Given that the study protocol calls for the weekly elimination of a class of known sources of BPA, there should be ample time for serum and urine concentrations to quickly stabilize. Theoretically, the other accepted health indicators will also have begun to reach a level of equilibrium.
However, that last thesis is unknown because no study has ever been done in humans. That is because human research committees have unanimously rejected human studies on ethical grounds.
In addition, this study makes an important contribution because studies in murine models are experimentally flawed for multiple reasons including the use of oral gavage (which overlooks substantial direct absorption into the circulatory system by mucosal tissues) and the subsequent measurement using only urine samples.
It’s also worth noting that NHANES data indicate that Americans are exposed to a wide variety of environmental chemicals, not just BPA. It is likely that the protocol for the controlled elimination of BPA may also reduce the presence of other compounds such as phthalates. However, budget constraints for this first-of-a kind, proof-of-concept study make it impractical to monitor more than one compound.
The only way to isolate effects of a single compound such as BPA from other environmental chemicals would be to introduce known concentrations of that chemical in a controlled manner. But even if such a protocol limited itself to concentrations currently deemed safe by federal regulatory bodies, such a study would not be approved by human research committees because of the ethical concerns mentioned above.
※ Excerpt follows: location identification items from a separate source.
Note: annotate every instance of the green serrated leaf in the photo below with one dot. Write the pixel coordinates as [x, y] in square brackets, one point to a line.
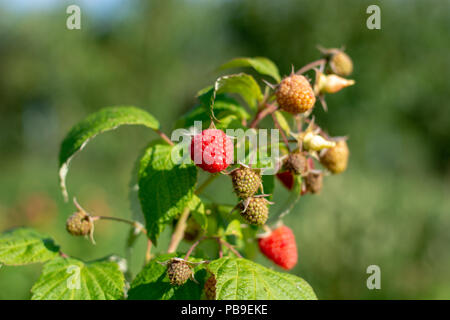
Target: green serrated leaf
[260, 64]
[241, 279]
[243, 84]
[24, 246]
[165, 188]
[152, 282]
[72, 279]
[98, 122]
[198, 212]
[234, 229]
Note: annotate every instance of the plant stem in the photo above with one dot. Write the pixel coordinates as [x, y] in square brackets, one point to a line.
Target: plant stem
[311, 65]
[193, 247]
[219, 241]
[270, 108]
[148, 255]
[164, 137]
[283, 135]
[202, 187]
[179, 231]
[135, 224]
[229, 246]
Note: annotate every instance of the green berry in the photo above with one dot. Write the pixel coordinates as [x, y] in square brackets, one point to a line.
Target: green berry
[254, 210]
[296, 163]
[178, 271]
[336, 159]
[79, 224]
[246, 182]
[295, 94]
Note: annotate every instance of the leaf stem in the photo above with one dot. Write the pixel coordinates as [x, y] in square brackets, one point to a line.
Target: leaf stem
[283, 135]
[219, 241]
[261, 114]
[135, 224]
[148, 255]
[206, 183]
[229, 246]
[164, 137]
[194, 246]
[311, 65]
[179, 231]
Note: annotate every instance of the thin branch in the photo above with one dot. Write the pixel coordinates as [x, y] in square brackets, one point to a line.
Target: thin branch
[164, 137]
[311, 65]
[283, 135]
[135, 224]
[229, 246]
[178, 234]
[270, 108]
[193, 247]
[202, 187]
[148, 254]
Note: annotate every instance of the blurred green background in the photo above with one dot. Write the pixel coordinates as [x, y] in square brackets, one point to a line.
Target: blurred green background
[390, 208]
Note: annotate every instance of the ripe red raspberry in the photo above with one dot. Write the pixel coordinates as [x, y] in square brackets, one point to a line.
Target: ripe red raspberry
[280, 247]
[212, 150]
[295, 94]
[210, 288]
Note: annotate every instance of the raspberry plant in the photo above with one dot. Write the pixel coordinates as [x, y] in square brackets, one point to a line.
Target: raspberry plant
[170, 193]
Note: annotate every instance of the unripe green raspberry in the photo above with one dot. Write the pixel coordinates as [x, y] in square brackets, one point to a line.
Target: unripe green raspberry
[178, 271]
[340, 63]
[295, 94]
[79, 224]
[314, 182]
[296, 163]
[335, 159]
[210, 288]
[246, 182]
[256, 211]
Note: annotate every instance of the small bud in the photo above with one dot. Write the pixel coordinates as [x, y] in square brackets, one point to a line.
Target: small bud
[340, 62]
[330, 83]
[335, 159]
[296, 163]
[314, 182]
[79, 224]
[316, 142]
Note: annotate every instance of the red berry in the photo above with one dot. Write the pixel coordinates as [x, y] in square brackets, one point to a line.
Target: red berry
[212, 150]
[280, 247]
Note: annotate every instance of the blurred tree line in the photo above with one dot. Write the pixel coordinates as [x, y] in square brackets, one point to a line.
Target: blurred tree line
[390, 208]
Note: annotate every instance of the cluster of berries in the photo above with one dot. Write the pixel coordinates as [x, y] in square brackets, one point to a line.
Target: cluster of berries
[213, 151]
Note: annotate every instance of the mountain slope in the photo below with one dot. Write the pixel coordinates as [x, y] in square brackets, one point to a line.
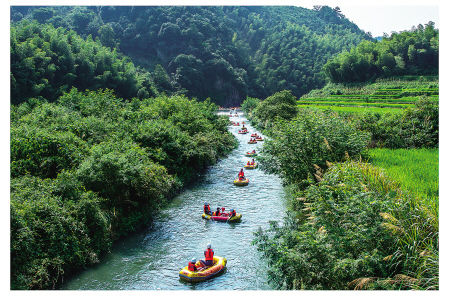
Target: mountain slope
[225, 53]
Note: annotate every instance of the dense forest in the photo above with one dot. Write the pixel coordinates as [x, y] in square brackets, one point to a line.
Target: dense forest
[114, 111]
[224, 53]
[92, 167]
[349, 225]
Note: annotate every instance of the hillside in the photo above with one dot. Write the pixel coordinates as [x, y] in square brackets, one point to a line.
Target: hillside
[384, 95]
[226, 53]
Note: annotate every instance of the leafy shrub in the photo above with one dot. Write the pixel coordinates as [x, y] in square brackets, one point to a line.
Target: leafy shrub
[51, 236]
[334, 234]
[279, 105]
[311, 139]
[41, 152]
[417, 127]
[134, 154]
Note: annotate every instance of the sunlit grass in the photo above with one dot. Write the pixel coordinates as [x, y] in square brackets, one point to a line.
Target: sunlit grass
[354, 109]
[417, 170]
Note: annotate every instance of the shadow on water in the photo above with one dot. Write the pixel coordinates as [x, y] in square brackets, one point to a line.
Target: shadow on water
[151, 259]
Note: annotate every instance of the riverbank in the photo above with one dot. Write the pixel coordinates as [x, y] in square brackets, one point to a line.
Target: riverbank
[350, 225]
[98, 169]
[151, 259]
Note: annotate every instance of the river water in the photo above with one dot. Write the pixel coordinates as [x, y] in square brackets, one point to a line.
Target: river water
[152, 258]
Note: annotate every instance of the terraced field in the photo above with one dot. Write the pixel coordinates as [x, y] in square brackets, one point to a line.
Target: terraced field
[388, 95]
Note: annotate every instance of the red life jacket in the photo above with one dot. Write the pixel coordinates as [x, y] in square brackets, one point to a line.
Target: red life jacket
[209, 253]
[192, 267]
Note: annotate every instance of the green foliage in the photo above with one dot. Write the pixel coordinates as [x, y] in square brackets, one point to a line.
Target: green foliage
[308, 141]
[279, 105]
[406, 53]
[52, 235]
[356, 229]
[333, 235]
[92, 167]
[41, 152]
[47, 62]
[249, 104]
[417, 127]
[417, 170]
[225, 53]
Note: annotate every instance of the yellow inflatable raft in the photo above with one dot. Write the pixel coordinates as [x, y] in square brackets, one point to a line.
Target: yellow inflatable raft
[219, 265]
[251, 166]
[238, 182]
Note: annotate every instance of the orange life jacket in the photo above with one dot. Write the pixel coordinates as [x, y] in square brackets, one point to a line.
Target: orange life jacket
[192, 267]
[209, 254]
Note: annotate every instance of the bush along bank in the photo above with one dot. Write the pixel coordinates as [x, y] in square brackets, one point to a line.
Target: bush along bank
[348, 226]
[92, 167]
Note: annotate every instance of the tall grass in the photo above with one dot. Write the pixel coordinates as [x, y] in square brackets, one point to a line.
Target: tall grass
[416, 225]
[354, 109]
[417, 170]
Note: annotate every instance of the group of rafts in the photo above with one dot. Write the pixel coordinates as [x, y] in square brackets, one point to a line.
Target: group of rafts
[213, 265]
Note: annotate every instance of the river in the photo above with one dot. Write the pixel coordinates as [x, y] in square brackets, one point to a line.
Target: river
[152, 258]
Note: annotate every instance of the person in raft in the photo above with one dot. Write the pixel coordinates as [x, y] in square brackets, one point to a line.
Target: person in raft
[217, 212]
[241, 174]
[209, 256]
[206, 209]
[191, 265]
[232, 214]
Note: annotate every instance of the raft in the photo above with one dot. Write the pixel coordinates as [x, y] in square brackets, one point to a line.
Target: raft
[251, 166]
[223, 218]
[219, 265]
[238, 182]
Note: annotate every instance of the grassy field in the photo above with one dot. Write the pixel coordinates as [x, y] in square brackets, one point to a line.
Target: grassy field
[386, 95]
[354, 109]
[417, 170]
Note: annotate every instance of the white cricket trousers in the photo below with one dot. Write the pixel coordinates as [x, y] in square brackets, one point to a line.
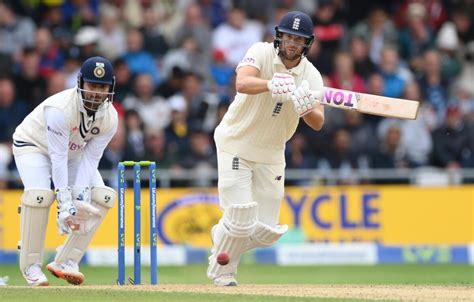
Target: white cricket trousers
[35, 171]
[242, 181]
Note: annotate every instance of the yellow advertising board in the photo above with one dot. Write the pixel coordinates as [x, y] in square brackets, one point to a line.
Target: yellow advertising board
[388, 215]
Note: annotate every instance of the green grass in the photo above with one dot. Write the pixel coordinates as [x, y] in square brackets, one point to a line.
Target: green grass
[248, 274]
[445, 274]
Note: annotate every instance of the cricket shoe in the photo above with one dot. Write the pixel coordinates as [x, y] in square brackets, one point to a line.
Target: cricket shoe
[225, 280]
[35, 276]
[68, 271]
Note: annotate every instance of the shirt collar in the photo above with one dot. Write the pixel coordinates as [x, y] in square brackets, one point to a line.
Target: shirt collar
[298, 69]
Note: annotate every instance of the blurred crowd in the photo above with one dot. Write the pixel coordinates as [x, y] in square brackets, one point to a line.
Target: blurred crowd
[175, 65]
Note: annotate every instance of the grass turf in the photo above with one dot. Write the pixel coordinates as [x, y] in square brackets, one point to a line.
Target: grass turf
[248, 274]
[440, 274]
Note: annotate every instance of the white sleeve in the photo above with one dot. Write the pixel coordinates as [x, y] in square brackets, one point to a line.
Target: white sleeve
[57, 133]
[253, 57]
[91, 157]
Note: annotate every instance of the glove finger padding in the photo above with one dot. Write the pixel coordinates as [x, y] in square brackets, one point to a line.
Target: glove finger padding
[86, 218]
[304, 100]
[281, 86]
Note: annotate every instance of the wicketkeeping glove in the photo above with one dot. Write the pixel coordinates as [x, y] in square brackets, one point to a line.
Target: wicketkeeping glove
[305, 100]
[281, 86]
[66, 210]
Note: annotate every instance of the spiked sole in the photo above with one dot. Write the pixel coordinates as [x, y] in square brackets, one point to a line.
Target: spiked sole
[72, 278]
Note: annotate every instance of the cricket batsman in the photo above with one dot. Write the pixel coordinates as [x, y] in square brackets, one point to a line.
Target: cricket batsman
[276, 87]
[62, 140]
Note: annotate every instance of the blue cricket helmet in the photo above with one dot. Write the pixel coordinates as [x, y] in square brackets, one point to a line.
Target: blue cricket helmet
[295, 23]
[96, 70]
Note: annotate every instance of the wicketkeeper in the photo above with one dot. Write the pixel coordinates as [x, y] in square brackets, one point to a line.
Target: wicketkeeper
[63, 140]
[276, 87]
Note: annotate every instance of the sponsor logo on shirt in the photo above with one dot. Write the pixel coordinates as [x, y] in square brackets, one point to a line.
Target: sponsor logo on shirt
[56, 132]
[248, 60]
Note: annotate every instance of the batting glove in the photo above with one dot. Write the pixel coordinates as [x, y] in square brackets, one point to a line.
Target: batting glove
[305, 100]
[87, 216]
[281, 86]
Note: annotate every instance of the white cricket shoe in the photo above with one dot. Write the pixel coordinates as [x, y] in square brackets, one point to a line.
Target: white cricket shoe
[68, 271]
[225, 280]
[35, 276]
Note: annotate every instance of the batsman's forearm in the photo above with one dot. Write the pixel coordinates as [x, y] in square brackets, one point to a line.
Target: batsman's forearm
[250, 85]
[315, 119]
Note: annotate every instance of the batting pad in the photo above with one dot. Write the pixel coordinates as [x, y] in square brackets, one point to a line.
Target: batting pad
[231, 236]
[103, 198]
[34, 213]
[265, 235]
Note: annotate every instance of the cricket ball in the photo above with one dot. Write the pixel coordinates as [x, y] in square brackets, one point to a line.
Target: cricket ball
[223, 258]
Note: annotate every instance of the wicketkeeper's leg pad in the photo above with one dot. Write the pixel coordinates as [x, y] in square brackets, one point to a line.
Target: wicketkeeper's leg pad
[34, 213]
[231, 235]
[265, 235]
[76, 245]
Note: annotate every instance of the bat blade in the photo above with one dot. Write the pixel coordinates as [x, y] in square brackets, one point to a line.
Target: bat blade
[370, 104]
[388, 107]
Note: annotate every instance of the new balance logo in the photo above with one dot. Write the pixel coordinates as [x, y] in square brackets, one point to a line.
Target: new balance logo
[296, 23]
[277, 109]
[235, 163]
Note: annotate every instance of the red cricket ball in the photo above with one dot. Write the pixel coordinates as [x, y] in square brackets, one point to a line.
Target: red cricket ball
[223, 258]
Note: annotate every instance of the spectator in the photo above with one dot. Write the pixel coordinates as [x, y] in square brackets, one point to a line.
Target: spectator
[394, 84]
[56, 83]
[435, 12]
[434, 88]
[135, 135]
[416, 37]
[391, 154]
[177, 132]
[342, 160]
[111, 37]
[328, 29]
[15, 32]
[188, 57]
[87, 39]
[463, 23]
[12, 110]
[298, 155]
[153, 109]
[123, 80]
[464, 100]
[154, 41]
[156, 150]
[363, 138]
[379, 30]
[196, 26]
[236, 35]
[448, 44]
[452, 142]
[29, 85]
[139, 60]
[359, 49]
[201, 105]
[173, 83]
[344, 76]
[113, 154]
[201, 158]
[51, 58]
[221, 73]
[80, 13]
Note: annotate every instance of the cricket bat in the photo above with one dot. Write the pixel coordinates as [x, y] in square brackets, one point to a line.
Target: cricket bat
[370, 104]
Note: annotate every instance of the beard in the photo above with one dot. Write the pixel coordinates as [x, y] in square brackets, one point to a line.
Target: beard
[289, 55]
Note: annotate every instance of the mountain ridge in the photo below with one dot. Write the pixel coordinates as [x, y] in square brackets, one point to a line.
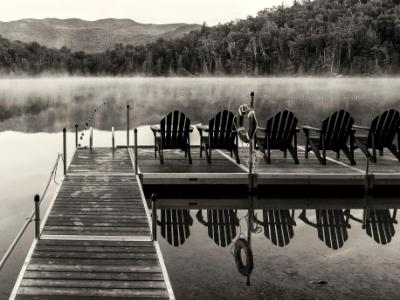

Center for Research on Environmental Chemicals in Humans (CRECH) – Progress & Resources To Date
To date, all efforts have been funded entirely by Lewis Perdue’s personal resources. However, the undertaking of an approved human research study exceeds his ability to fund that entirely.
CRECH has applied for federal 501(c)(3) federal tax exempt status to advance that project.
The study is currently translating the approved study into a human subject procedure that is both accurate and facilitates adherence to the protocol. In addition, the study is currently assembling scientific collaborators and support organizations.